The Albatross Rules – Chapter 10: Round 3, Hellenswood Saints (away): Old School

Con’s chat with Des and Maree about the town’s footballing history set a nostalgic tone for the week. There were a number of things to be learned from that first epic Mt Logan encounter.

Con had, from it, a keener sense of how deep the passion for the game ran. He also understood, even more than before, the animosity that existed between Albertville and its closest neighbour. He was destined to learn a few lessons besides. He would come to realise that, just as then, where football was involved there’d always be a wager on the side. And he’d learn, though he should have known already, that like young Davey 140 years before, who had fashioned a subterranean path to goal, the players of Albertville often had a surprise or two up their sleeves (long sleeves being the order of the day in these chilly mountain climes). These things were traditions, as much as the club’s colours or the reverence paid to the premiership flags that hung in the Grand Hotel’s public bar. They were about the way the game was played up here. For better or worse he’d have to get used to them.

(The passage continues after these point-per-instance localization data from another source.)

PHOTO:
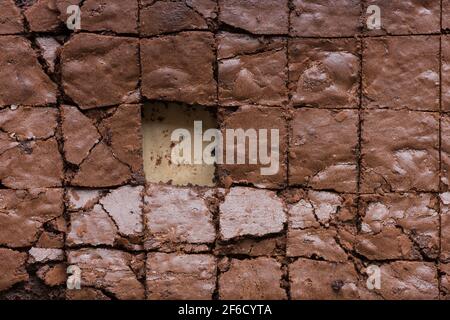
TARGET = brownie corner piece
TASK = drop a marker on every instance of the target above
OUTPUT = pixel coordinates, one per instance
(250, 73)
(405, 17)
(162, 17)
(170, 274)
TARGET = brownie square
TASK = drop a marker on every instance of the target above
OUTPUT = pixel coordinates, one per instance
(405, 16)
(179, 68)
(409, 280)
(106, 217)
(322, 151)
(324, 73)
(323, 280)
(178, 276)
(252, 74)
(26, 215)
(401, 72)
(445, 73)
(251, 279)
(321, 18)
(22, 79)
(116, 64)
(256, 16)
(159, 17)
(113, 15)
(250, 212)
(106, 147)
(253, 120)
(398, 226)
(12, 268)
(29, 151)
(115, 272)
(11, 20)
(399, 151)
(321, 225)
(176, 218)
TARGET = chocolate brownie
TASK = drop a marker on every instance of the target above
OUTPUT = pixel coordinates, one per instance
(409, 280)
(322, 151)
(398, 226)
(252, 161)
(324, 73)
(251, 75)
(89, 60)
(445, 281)
(109, 153)
(445, 73)
(25, 214)
(323, 280)
(28, 148)
(445, 14)
(12, 268)
(176, 217)
(321, 225)
(320, 18)
(256, 16)
(159, 17)
(179, 68)
(250, 212)
(180, 276)
(445, 227)
(43, 16)
(399, 151)
(113, 15)
(115, 272)
(111, 218)
(401, 72)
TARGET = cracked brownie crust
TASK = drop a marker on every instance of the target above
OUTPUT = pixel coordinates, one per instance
(364, 158)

Thinking back now he could imagine how it had started. Dieter Strauss, who was known as Peter, was an old-school footballer, usually dour and uncompromising. But he liked a drink and a punt and he had a less serious side that Con hadn’t witnessed. Peter Potter was an archetypal little smart-arse. A rough and tumble character who grinned his way through a life that others may have regarded as hard. His cheekiness was a huge asset on the field. He drove opponents to distraction with his continuous patter. It was directed, like a cluster bomb, into the vicinity of, rather than straight at, his opponent. He could run past a defender, stoop to gather, evade a tackle and kick for goal and still at that moment find time to be muttering something nasty. It wasn’t an agreeable skill but it was effective. Players rarely played their best on him.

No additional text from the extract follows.